È morto nella sua Brescia il filosofo Emanuele Severino. La notizia della sua scomparsa, avvenuta lo scorso 17 gennaio, è stata resa pubblica solo oggi, come da sua volontà. Severino, considerato uno dei maggiori filosofi italiani, fu uno degli allievi più brillanti di Gustavo Bontadini, esponente di spicco del movimento neotomista in Italia.

Laureatosi giovanissimo all’Università di Pavia, è stato docente all’Università Cattolica dove ha insegnato dal 1954 al 1969. Tra le sue prime opere figura ‘La struttura originaria’, pubblicata nel 1958, libro che leggeva con passione anche il futuro cardinale di Milano Angelo Scola, allora suo allievo.

Per il novantesimo compleanno di Severino, la sua città, Brescia, dove era nato il 26 febbraio del 1929, lo aveva festeggiato con una giornata dedicata al suo pensiero filosofico, ospitata nel campus bresciano dell’Università Cattolica.
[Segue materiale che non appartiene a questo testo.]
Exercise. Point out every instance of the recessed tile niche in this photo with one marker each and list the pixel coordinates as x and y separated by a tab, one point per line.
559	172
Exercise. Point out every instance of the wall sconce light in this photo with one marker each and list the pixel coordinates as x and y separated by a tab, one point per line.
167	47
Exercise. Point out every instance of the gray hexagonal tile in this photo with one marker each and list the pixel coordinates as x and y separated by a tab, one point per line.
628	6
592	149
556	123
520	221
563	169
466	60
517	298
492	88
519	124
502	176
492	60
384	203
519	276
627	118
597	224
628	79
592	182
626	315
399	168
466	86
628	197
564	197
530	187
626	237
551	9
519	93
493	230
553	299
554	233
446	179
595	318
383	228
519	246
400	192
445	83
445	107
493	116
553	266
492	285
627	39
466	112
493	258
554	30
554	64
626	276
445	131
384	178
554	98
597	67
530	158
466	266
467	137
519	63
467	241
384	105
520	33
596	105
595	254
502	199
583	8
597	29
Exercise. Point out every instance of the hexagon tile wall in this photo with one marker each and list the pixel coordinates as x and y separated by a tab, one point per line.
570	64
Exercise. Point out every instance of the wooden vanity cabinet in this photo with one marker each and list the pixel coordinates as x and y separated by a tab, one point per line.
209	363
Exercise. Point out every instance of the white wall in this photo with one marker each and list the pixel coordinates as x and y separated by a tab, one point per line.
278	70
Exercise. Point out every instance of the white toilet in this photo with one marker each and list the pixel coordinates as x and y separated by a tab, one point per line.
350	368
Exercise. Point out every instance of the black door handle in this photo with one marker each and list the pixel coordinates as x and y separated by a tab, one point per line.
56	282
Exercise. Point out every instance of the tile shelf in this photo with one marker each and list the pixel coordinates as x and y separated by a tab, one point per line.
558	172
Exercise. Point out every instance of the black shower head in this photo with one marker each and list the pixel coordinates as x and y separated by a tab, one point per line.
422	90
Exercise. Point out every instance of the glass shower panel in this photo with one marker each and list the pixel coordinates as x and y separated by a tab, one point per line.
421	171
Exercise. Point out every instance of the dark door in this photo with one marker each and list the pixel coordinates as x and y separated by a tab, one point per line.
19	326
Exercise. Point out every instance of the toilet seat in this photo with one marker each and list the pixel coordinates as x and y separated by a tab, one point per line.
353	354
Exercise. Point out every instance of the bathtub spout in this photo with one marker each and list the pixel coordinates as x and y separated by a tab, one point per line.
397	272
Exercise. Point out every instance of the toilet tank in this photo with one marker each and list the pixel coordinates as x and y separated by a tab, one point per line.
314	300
Pubblichiamo qui l’ultima intervista a Severino, apparsa su Avvenire il 25 maggio 2019, a firma di Monica Mondo di Tv2000. Si tratta della trascrizione parziale della videointervista che Monica Mondo realizzò per la puntata del programma Soul di domenica 26 maggio.

di Monica Mondo

Emanuele Severino, un gigante del pensiero. Inarrestabile, ineffabile, inesauribile. 90 anni e un monumento, come la summa, il sistema che nacque da una folgorazione, a 23 anni. E che non ha mai abbandonato, né hanno sgretolato il tempo, il dubbio, le incrinature esistenziali.

Lei è riconosciuto come tra i più grandi filosofi viventi, la imbarazza?
No, perché non lo credo. Insomma, qualche volta dicono frasi di questo genere. Lascio la responsabilità a chi le pronuncia.

L’ho detto apposta come provocazione, però è vero che sono decine le sue opere, e tradotte in molte lingue, l’ultima Testimoniando il destino, pubblicata da Adelphi. Il destino non è Dio, potrei dire riassumendo e banalizzando il percorso che l’ha portata da giovane dalla fede cattolica a tutta un’altra struttura del pensiero. Qual è il destino?
Forse è meglio dire che cos'è il destino. Restiamo all'etimo della parola. Ciò che sta. Intendendo quel de non come un moto da luogo ma come un intensificativo. Il latino dice deamare, che non vuol dire amare provenendo da, ma amare molto molto. Anche un'altra parola, devincere, vuol dire vincere definitivamente e radicalmente. Uso la parola destino per indicare questo "stare" che non si lascia scuotere da alcun'altra forza. Ora la questione più importante dal punto di vista della comunicazione culturale è come mai oggi che la cultura, non solo filosofica ma anche scientifica, respinge l'idea di un sapere stabile, come mai qualcuno ripropone “l'assolutamente stante”? L’eliminazione di ogni sapere definitivo proviene dal modo in cui la filosofia greca ha mosso i primi passi. Il destino, il divenire, mette in questione quei primi passi. Si comprende allora perché si torni a cercare l'assolutamente stabile.